A mentira se tornou verdade, e a verdade é considerada fake news, expressão distorcida do contexto original. Qualquer comentário contrário ou crítica à paranoia global de governos atordoados assume a forma de falsificação, descrédito. Vozes dissidentes são estereotipadas como inimigas, críticas e disseminadoras de notícias fabricadas. Ou você concorda com essa estupidez ultrajante e incontrolável ou se posiciona na linha de fogo dos arrogantes e rotulados como politicamente corretos, proprietários de uma suposta “verdade”. O mundo se polarizou em extremos incontroláveis, capazes de sacrificar o regime democrático em nome de um devaneio.
A capacidade de mobilizar as massas por meio de palavras de ordem pavimenta o caminho para o engajamento irresponsável da imprensa com fantasias causadoras de colapsos sociais, políticos e econômicos regionais e globais. Lembre-se de “O trabalho liberta” (Arbeit macht frei), “Sempre para a vitória”, “Em nome da democracia”, “A esperança venceu o medo”, “Foi o maior ataque terrorista da história”, “Árabes atacam, Israel responde”, “Fique em casa”. Agora são os “Atos antidemocráticos”, “Ações golpistas”, “Estado democrático de direito”, “Perigo fundamentalista” e outras expressões que moldam o quadro do vexame, do patético.
Justamente a educação, o Judiciário e a “velha” imprensa coparticipam da derrocada democrática ao empregarem a mentira descarada, o cala-boca e a distorção dos fatos. Constata-se, assim, as instituições que resguardaram a democracia durante os últimos 250 anos dilapidando as liberdades coletivas e individuais.
O vírus antidemocrático se inoculou nas tradicionais sociedades ocidentais e iniciou o processo de esfacelamento desse regime em escala mundial
Os governos ocidentais estão aniquilando as instituições que sustentaram a democracia. O sistema educacional de muitos países trocou a educação pela ideologia político-partidária e pelo lucro desenfreado. Em outros casos, simplesmente ignorou a sua importância na base socioeconômica, tornando-a irrelevante, desnecessária, a fim de alienar os currais e enclaves eleitorais.
Os sistemas judiciários substituíram a honestidade, a segurança pública, os direitos individuais e coletivos pelos interesses de juízes, promotores, defensores públicos e procuradores. Em doses homeopáticas, instalam-se ditaduras de togados, na qual os valores se invertem e os privilégios se acumulam.
Ao destruir a credibilidade da imprensa, ou ela mesma se implodir, o próprio Estado passa a perseguir os jornalistas remanescentes e a incentivar o desmantelamento da academia que preparava profissionais para o jornalismo. A partir disso, tudo se extingue e qualquer possibilidade de desenvolvimento do pensamento crítico se configura improvável.

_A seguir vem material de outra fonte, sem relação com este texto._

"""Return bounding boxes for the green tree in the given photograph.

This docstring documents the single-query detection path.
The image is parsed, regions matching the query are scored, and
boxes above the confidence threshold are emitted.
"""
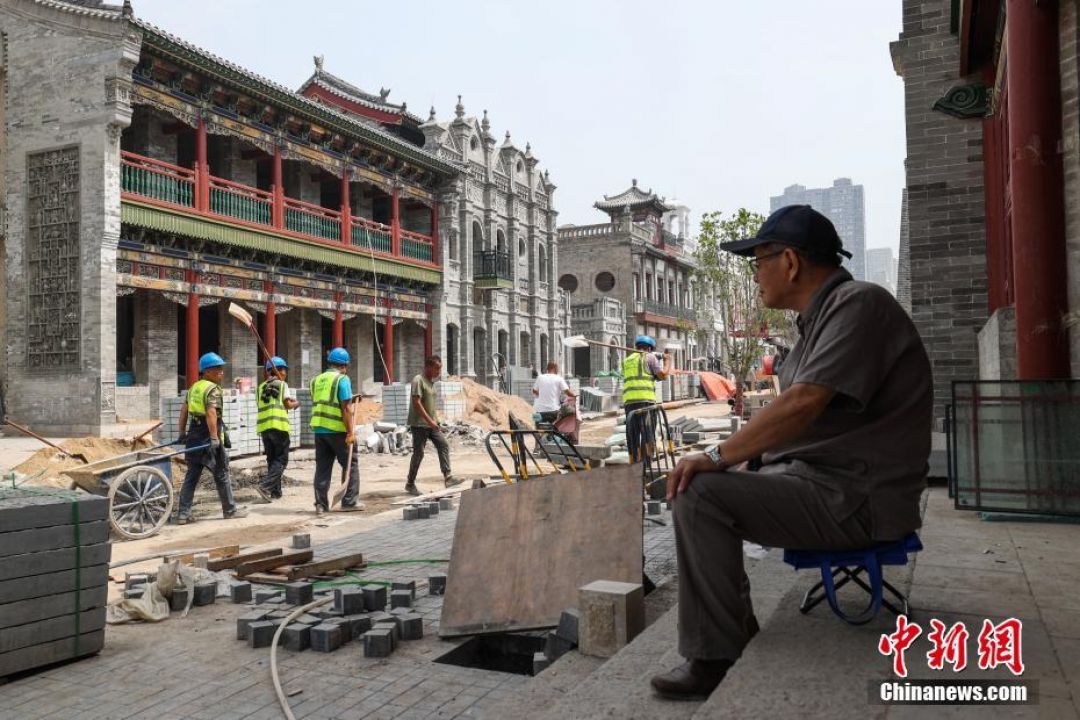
[692,209,792,415]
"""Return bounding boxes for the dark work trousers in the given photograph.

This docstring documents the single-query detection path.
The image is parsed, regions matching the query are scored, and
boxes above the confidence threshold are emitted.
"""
[537,410,559,424]
[313,432,359,510]
[178,441,236,518]
[673,467,877,661]
[624,401,656,463]
[260,429,290,497]
[407,426,451,484]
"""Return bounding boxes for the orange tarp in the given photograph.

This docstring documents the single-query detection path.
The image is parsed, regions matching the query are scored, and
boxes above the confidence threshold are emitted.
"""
[698,372,737,401]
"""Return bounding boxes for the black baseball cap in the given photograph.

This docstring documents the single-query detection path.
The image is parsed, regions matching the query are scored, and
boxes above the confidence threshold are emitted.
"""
[719,205,853,262]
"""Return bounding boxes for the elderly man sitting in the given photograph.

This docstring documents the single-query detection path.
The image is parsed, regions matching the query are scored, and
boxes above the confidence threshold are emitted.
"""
[651,205,933,700]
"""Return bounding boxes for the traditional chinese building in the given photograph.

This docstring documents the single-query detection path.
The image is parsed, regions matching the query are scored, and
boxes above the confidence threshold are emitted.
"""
[557,181,696,375]
[0,0,566,433]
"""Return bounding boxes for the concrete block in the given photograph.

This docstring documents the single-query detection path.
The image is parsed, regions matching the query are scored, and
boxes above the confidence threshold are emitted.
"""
[368,611,394,626]
[230,581,252,604]
[267,609,292,621]
[324,617,352,643]
[389,607,411,617]
[428,574,447,596]
[645,501,662,516]
[533,651,550,674]
[295,613,321,626]
[124,573,149,590]
[390,589,413,609]
[169,586,191,612]
[123,588,144,600]
[415,505,431,520]
[317,608,345,620]
[248,621,276,648]
[284,582,313,606]
[396,613,423,641]
[343,613,373,638]
[193,581,216,606]
[193,553,210,569]
[362,584,387,612]
[556,608,580,644]
[363,628,394,658]
[578,580,645,658]
[439,498,454,511]
[291,533,311,550]
[334,587,364,615]
[373,620,399,648]
[282,623,311,651]
[310,623,343,652]
[545,630,575,661]
[403,507,419,521]
[426,502,439,515]
[237,611,268,640]
[392,580,417,601]
[255,590,282,605]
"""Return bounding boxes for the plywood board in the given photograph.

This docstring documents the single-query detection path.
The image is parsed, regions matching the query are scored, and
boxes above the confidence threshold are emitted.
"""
[439,464,643,637]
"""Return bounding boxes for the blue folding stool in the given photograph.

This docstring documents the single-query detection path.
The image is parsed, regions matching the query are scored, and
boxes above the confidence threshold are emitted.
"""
[782,532,922,625]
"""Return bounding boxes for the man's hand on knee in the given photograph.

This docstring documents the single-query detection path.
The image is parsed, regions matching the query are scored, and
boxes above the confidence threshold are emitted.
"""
[666,453,720,501]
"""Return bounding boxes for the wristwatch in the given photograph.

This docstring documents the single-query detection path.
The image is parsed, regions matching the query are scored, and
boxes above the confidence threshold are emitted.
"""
[705,444,727,470]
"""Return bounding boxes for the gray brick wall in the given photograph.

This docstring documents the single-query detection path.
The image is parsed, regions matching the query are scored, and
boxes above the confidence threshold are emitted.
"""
[893,0,988,424]
[1060,0,1080,377]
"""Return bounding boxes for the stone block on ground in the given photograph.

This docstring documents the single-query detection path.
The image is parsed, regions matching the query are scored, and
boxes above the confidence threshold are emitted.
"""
[392,580,417,601]
[545,630,575,661]
[169,586,191,612]
[317,608,345,620]
[237,611,268,640]
[324,617,352,643]
[284,581,313,606]
[556,608,580,644]
[645,501,662,516]
[124,573,148,590]
[123,588,144,600]
[415,505,431,520]
[439,498,454,511]
[229,581,252,604]
[192,581,216,606]
[426,502,439,515]
[403,507,419,521]
[310,623,343,652]
[390,589,413,609]
[255,590,282,605]
[428,574,447,596]
[396,613,423,641]
[373,620,399,648]
[334,586,364,615]
[578,580,645,658]
[344,613,373,639]
[363,628,394,657]
[362,584,387,611]
[282,623,311,651]
[295,613,321,626]
[291,533,310,550]
[247,621,276,648]
[533,651,551,675]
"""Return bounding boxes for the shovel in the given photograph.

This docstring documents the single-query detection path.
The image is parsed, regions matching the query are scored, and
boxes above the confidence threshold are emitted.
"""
[227,302,285,382]
[130,421,162,449]
[331,400,358,510]
[2,420,89,463]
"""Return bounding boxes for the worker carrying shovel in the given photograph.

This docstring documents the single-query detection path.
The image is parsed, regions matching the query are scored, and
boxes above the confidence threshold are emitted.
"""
[623,335,672,462]
[309,347,364,515]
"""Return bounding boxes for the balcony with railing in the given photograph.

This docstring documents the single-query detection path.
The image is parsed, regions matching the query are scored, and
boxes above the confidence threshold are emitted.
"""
[473,250,513,289]
[634,299,697,323]
[120,151,437,270]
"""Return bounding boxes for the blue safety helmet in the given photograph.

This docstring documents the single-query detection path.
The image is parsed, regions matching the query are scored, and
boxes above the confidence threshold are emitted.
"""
[198,352,226,372]
[265,356,288,372]
[327,347,350,365]
[634,335,656,350]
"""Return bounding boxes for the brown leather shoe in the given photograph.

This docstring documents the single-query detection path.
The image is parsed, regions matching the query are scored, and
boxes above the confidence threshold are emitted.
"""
[650,659,733,701]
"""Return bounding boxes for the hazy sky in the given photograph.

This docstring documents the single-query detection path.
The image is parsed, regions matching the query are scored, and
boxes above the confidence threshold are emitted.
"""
[133,1,905,252]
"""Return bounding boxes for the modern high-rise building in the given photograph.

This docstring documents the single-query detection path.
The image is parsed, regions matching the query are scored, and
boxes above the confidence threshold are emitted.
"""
[866,247,898,296]
[770,178,867,280]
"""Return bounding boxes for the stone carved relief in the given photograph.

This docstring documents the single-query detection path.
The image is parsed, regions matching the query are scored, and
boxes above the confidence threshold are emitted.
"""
[100,381,116,414]
[26,146,81,371]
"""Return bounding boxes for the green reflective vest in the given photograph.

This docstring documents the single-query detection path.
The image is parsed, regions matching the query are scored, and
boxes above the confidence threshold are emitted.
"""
[257,379,291,434]
[187,379,219,417]
[309,371,346,433]
[622,352,656,405]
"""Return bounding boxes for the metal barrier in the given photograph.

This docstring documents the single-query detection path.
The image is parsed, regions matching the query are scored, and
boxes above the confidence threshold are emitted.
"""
[484,427,590,483]
[625,404,679,499]
[950,380,1080,516]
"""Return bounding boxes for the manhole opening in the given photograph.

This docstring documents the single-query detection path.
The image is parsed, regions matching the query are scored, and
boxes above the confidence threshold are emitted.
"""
[433,633,546,676]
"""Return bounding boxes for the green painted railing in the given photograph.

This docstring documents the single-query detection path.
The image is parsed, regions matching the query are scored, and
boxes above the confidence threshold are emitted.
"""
[351,221,392,254]
[285,199,341,242]
[120,152,194,208]
[402,235,433,262]
[209,180,271,225]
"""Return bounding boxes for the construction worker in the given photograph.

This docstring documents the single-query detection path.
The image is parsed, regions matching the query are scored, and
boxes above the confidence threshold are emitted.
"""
[309,347,363,514]
[255,356,298,502]
[176,352,247,524]
[622,335,672,463]
[404,355,462,496]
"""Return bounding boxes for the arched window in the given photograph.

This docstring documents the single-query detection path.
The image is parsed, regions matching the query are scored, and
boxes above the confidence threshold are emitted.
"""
[518,237,526,259]
[497,229,507,255]
[472,221,485,251]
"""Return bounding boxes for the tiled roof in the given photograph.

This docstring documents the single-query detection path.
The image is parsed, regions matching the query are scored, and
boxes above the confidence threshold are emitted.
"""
[129,16,460,175]
[29,0,124,19]
[595,181,672,212]
[299,68,422,124]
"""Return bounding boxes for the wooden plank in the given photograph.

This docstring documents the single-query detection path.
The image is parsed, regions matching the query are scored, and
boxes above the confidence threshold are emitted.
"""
[0,586,108,630]
[0,521,109,559]
[0,564,109,605]
[0,608,106,655]
[206,548,282,571]
[0,543,111,581]
[0,629,104,678]
[439,464,642,638]
[235,550,313,577]
[164,545,242,566]
[0,492,108,533]
[389,479,504,505]
[285,554,365,581]
[241,572,290,585]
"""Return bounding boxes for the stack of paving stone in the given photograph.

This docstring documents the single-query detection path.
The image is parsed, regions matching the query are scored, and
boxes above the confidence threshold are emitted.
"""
[401,498,453,521]
[434,381,465,421]
[0,488,110,677]
[296,388,314,447]
[381,382,410,425]
[221,393,258,458]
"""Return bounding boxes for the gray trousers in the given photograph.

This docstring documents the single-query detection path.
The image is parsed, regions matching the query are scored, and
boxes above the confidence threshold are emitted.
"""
[674,468,875,661]
[407,426,451,483]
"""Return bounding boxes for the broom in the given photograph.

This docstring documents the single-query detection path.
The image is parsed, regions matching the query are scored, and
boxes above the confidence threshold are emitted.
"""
[227,303,285,382]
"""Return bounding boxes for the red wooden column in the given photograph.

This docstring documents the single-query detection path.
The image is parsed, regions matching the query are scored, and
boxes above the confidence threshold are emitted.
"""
[264,280,276,357]
[195,117,209,212]
[340,170,351,245]
[391,186,401,257]
[271,145,284,229]
[185,269,199,387]
[1007,0,1071,379]
[383,308,395,384]
[430,202,440,265]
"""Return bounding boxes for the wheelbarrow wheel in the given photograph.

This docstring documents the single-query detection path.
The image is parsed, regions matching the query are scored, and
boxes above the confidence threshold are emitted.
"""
[108,465,174,540]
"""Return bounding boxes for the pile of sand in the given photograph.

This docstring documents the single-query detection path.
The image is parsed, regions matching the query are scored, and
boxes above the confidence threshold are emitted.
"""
[450,377,535,431]
[13,437,155,488]
[351,397,383,424]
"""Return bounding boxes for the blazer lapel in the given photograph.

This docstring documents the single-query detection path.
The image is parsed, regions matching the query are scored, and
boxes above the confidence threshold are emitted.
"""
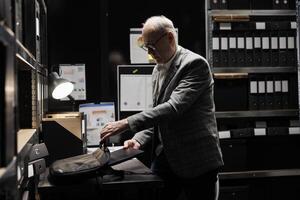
[152,69,159,106]
[157,49,182,103]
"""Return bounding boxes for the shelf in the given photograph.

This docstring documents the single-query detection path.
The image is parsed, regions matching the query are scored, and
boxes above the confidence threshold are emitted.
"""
[16,40,43,71]
[220,168,300,180]
[0,24,15,43]
[212,67,297,74]
[215,109,298,118]
[17,129,37,153]
[0,24,44,71]
[209,10,296,16]
[36,64,47,75]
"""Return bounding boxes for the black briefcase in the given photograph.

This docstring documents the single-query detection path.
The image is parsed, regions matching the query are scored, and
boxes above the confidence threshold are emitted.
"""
[48,146,143,185]
[49,146,111,184]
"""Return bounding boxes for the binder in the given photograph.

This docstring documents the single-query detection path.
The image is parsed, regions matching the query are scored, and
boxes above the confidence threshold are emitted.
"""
[278,21,291,30]
[219,131,231,139]
[266,21,280,30]
[213,22,219,31]
[253,33,262,66]
[212,35,221,67]
[219,0,228,9]
[228,34,238,67]
[255,22,266,30]
[267,127,289,136]
[281,79,289,109]
[286,31,296,66]
[280,0,289,9]
[210,0,219,9]
[261,32,271,66]
[220,33,229,67]
[219,22,232,31]
[249,75,258,110]
[258,76,266,110]
[237,33,245,67]
[232,22,250,31]
[278,35,287,66]
[290,21,297,30]
[231,128,254,138]
[245,32,254,67]
[254,128,266,136]
[273,75,282,109]
[265,75,274,109]
[272,0,281,9]
[270,34,279,66]
[288,75,297,108]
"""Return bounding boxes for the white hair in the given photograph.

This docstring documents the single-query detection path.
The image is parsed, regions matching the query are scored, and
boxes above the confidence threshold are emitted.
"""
[144,15,177,43]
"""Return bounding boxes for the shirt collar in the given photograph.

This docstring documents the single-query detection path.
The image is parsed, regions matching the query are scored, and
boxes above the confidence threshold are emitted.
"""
[156,46,180,72]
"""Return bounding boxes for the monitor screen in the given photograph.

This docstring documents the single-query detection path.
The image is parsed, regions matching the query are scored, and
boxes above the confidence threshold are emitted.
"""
[117,65,155,120]
[79,102,115,147]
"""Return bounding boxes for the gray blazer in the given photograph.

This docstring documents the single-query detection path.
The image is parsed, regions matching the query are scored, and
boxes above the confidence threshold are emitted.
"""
[128,46,224,178]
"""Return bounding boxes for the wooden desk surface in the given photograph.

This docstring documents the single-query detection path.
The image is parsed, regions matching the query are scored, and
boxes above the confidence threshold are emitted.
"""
[38,158,163,189]
[103,158,163,188]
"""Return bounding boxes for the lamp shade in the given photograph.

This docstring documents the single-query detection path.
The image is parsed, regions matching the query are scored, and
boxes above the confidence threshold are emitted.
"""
[49,72,74,99]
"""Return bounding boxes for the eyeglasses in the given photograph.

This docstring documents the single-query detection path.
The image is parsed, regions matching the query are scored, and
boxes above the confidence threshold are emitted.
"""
[138,32,168,52]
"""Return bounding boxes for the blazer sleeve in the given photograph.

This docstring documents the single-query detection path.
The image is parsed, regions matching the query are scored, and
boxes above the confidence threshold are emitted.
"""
[127,58,212,133]
[132,127,154,147]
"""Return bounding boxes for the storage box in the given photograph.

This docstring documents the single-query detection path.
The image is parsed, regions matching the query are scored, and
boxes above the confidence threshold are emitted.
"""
[41,112,87,166]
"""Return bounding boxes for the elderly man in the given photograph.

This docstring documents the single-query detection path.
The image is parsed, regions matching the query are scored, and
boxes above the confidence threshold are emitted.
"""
[101,15,223,200]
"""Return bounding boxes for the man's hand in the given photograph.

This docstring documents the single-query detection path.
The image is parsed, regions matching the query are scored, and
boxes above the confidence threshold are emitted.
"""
[100,119,129,141]
[123,139,141,149]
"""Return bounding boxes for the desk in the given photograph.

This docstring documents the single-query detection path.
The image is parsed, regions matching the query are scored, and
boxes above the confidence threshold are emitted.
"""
[38,158,163,200]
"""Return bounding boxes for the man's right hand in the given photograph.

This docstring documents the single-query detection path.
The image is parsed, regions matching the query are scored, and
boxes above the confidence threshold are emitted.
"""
[123,139,141,150]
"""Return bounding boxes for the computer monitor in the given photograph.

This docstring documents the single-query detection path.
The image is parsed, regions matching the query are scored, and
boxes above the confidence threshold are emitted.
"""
[117,65,155,120]
[79,102,115,147]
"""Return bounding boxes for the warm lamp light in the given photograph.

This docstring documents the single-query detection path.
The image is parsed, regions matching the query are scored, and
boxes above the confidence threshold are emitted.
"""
[49,72,74,99]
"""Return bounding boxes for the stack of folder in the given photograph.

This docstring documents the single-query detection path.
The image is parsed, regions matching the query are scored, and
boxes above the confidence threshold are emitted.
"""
[212,19,297,68]
[248,73,297,110]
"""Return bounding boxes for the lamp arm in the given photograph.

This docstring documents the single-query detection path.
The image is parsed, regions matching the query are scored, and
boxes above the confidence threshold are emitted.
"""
[68,95,76,111]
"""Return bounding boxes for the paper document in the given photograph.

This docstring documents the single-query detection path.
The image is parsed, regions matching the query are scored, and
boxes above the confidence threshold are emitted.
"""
[120,74,152,111]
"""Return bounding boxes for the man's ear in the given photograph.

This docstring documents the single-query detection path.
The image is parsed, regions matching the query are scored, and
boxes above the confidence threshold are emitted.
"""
[167,32,175,44]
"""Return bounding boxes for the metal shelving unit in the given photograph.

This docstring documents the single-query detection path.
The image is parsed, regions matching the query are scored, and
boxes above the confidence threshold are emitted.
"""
[212,66,297,73]
[206,2,298,118]
[297,0,300,120]
[206,0,300,198]
[16,40,40,71]
[1,0,48,199]
[216,109,298,118]
[220,168,300,180]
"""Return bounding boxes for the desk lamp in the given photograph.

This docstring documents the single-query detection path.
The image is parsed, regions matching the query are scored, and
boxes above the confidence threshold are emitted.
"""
[49,72,74,99]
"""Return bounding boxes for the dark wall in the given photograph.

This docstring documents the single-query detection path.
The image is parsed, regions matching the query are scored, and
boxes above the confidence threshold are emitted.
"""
[108,0,206,57]
[46,0,206,111]
[46,0,103,111]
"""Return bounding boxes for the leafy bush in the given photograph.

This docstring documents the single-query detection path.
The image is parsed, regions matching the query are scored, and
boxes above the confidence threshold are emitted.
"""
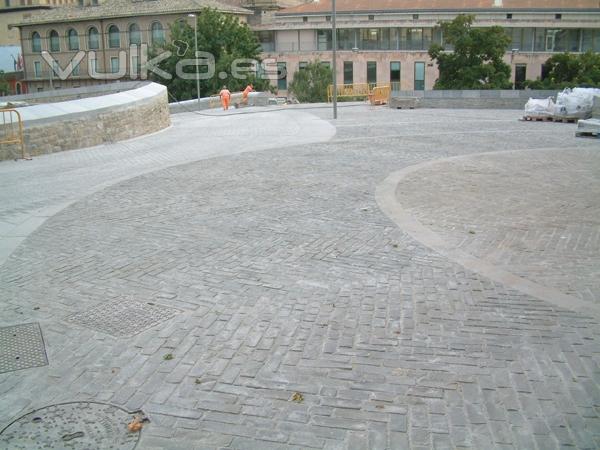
[288,60,332,103]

De repente, magistrados, professores, jornalistas e parlamentares se converteram em “especialistas em democracia”. É risível amadores se esforçando para explicar o indefinível. Democracia não se impõe, não se promove, simplesmente se aceita, caso contrário não pode se chamar “democracia”. É necessário ler nas entrelinhas das narrativas jornalísticas para detectar os propósitos das construções textuais.
Com naturalidade, o regime democrático se aperfeiçoa com o tempo à medida que desafios emergem diante da sociedade. Quando o sentido do termo se torna uma palavra de ordem distorcida e difundida pela imprensa, os cidadãos desinformados abraçam outros poderes ortodoxos, nada transparentes, centralizadores, tiranos, ou simplesmente caem na armadilha e são obrigados a servir os usurpadores palacianos.
Ao não aprenderem a dialogar de forma civilizada, o ímpeto dos decretos e da força judicial autoritária de autoproclamados mandatários estabelece um estado de terror policial, a medida final da violência das ideologias desumanizadas.